Le juge d’instruction du tribunal de grande instance de Paris décerna un mandat d’arrêt à l’encontre du requérant le 2 octobre 1990.

Outre son avocate italienne, le requérant désigna un avocat français, Me L., du barreau de Nice, pour le représenter.

A l’issue de son information, le juge d’instruction du tribunal de grande instance de Paris rendit une ordonnance de transmission des pièces le 22 janvier 1991 et transmit la procédure à la chambre d’accusation de la cour d’appel de Paris.

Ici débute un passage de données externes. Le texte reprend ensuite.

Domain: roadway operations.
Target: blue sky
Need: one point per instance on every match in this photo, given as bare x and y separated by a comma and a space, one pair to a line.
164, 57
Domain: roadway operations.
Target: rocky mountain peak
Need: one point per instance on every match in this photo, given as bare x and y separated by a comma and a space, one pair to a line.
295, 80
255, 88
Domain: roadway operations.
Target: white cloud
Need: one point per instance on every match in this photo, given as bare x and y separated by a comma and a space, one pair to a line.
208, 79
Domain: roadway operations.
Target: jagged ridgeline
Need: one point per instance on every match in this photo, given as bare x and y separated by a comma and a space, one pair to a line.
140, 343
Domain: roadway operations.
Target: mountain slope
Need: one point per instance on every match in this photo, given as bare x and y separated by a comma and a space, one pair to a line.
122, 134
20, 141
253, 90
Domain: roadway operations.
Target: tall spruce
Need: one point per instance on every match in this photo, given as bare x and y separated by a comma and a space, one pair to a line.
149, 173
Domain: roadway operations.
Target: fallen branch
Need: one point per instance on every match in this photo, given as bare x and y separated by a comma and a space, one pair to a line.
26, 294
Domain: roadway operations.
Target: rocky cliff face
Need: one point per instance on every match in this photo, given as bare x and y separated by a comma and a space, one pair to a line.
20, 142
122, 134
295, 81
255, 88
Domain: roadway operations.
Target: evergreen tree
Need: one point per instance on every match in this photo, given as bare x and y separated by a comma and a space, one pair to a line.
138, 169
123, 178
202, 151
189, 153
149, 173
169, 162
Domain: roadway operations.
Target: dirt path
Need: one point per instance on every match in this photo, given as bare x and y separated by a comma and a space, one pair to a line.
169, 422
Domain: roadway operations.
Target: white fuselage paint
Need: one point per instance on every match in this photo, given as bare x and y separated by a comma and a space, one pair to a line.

Par arrêt du 20 mars 1991, la juridiction d’instruction du second degré prononça la disjonction des poursuites exercées contre le requérant et de celles exercées contre les autres auteurs présumés des vols. Elle considéra que l’instruction était incomplète en ce qu’elle concernait le requérant, dans la mesure où, d’une part, son audition en Italie ne pouvait valoir notification des faits reprochés et de la qualification juridique qu’ils étaient susceptibles de recevoir et, d’autre part, le mandat d’arrêt délivré n’avait pas été notifié à sa dernière adresse connue en France. En conséquence, la chambre d’accusation ordonna un supplément d’information à l’effet de notifier au requérant, incarcéré à la maison d’arrêt de Turin, sa mise en examen pour les crimes de vol à main armée, tentative de vol à main armée et tentatives de meurtre.

Le 1er avril 1994, le juge d’instruction adressa à cette fin une commission rogatoire aux autorités italiennes.

Le 27 septembre 1994, le requérant fut mis en examen et interrogé sur les faits reprochés, en application de cette commission rogatoire internationale. Étaient présents le juge italien, le juge d’instruction français, un interprète et un avocat au soutien des intérêts du requérant.

Par arrêt du 12 décembre 1994, la chambre d’accusation de la cour d’appel de Paris constata que le supplément d’information était terminé et ordonna le dépôt au greffe de la procédure. La date à laquelle l’affaire serait appelée à l’audience fut notifiée par lettres recommandées  du 16 mars 1995 aux parties civiles et à leurs avocats, et par les voies de l’entraide judiciaire internationale au requérant et à son avocat le 9 mai 1995. La chambre d’accusation tint son audience sur le fond le 29 mai 1995.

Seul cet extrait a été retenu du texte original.